So for MTR specifications where

  1. the u enters only through splines
  2. all splines are interacted with some boolean expression of x (e.g. (x >= 3))

we want ivmte to restrict the constraint/audit grid accordingly for each point x, if the interacted spline is of degree 0 or 1. Is that right?

Or is this much more general than I'm realizing?

a-torgovitsky commented 4 years ago

I think it's more general, although maybe I am missing something.

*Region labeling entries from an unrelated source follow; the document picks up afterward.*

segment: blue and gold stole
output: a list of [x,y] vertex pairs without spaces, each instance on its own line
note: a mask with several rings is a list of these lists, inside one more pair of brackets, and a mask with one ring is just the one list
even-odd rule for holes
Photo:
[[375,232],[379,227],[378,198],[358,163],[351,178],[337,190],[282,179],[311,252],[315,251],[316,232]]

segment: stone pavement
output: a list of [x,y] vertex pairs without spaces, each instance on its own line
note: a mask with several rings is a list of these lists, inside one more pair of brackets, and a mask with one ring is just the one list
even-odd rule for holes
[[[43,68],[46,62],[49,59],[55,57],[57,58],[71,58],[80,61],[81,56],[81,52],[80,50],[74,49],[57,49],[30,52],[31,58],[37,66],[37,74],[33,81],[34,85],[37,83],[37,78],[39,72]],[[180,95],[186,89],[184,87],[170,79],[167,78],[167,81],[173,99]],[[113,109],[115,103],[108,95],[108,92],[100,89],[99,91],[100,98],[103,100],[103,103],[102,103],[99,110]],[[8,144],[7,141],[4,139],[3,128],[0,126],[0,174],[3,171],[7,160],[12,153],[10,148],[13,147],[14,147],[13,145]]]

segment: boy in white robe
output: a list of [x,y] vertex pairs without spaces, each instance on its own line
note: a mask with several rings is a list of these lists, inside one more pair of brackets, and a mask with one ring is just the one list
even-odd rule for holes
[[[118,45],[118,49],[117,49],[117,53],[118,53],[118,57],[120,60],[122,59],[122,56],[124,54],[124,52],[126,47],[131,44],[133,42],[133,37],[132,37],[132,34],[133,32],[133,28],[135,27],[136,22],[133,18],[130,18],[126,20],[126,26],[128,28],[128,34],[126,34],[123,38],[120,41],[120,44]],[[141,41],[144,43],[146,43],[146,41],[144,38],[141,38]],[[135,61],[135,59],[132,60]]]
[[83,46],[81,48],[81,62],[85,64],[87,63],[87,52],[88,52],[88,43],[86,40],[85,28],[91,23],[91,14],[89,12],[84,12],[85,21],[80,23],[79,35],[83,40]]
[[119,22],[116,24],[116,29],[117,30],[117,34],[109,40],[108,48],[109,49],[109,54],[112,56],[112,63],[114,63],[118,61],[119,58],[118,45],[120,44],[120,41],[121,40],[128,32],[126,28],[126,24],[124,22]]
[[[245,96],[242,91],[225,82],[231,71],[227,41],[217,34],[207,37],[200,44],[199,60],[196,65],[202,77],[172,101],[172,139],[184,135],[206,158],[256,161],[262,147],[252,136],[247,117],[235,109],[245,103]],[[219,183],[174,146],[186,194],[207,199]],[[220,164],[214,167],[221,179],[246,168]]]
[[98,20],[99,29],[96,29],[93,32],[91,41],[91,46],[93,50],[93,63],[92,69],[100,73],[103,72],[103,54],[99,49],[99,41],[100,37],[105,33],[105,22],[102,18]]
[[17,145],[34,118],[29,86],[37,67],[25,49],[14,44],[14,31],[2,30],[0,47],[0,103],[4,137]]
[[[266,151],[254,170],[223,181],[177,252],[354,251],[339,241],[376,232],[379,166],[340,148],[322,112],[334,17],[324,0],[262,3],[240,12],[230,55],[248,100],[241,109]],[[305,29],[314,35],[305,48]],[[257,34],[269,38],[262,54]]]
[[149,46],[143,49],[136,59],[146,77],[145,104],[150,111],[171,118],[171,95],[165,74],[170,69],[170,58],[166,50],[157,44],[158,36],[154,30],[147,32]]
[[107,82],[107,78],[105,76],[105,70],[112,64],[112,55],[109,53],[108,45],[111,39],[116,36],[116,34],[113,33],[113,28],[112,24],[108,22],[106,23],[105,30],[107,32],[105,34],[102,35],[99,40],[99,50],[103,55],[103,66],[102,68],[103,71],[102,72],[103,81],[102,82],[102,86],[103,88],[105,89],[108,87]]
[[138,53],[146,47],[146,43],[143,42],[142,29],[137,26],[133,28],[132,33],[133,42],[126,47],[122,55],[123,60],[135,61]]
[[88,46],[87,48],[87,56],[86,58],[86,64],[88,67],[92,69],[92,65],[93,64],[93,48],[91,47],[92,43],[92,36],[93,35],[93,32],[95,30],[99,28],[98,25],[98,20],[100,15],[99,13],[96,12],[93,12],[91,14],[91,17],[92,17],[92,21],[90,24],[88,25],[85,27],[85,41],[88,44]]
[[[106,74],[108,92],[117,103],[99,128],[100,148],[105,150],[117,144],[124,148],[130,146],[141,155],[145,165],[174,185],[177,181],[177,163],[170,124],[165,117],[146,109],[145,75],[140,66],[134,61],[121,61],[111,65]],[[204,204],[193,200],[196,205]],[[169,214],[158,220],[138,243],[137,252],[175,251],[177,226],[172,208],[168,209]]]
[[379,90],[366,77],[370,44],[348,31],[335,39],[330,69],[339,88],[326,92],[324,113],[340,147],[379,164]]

For each (x,u) pair in the grid we have a vector of basis functions b(x,u). The length of this vector is the length of our MTR parameters. I conceptualize the audit/constraint grid as having rows given by b(x,u) for each (x,u) pair. (Maybe you are coding it up differently, but that's the information it contains.) The grid is multiplied against the vector of MTR coefficients to get evaluated MTR functions at each (x,u) pair. The result is then inserted into some sequence of linear comparisons to determine whether the shape constraints are satisfied (or to impose them).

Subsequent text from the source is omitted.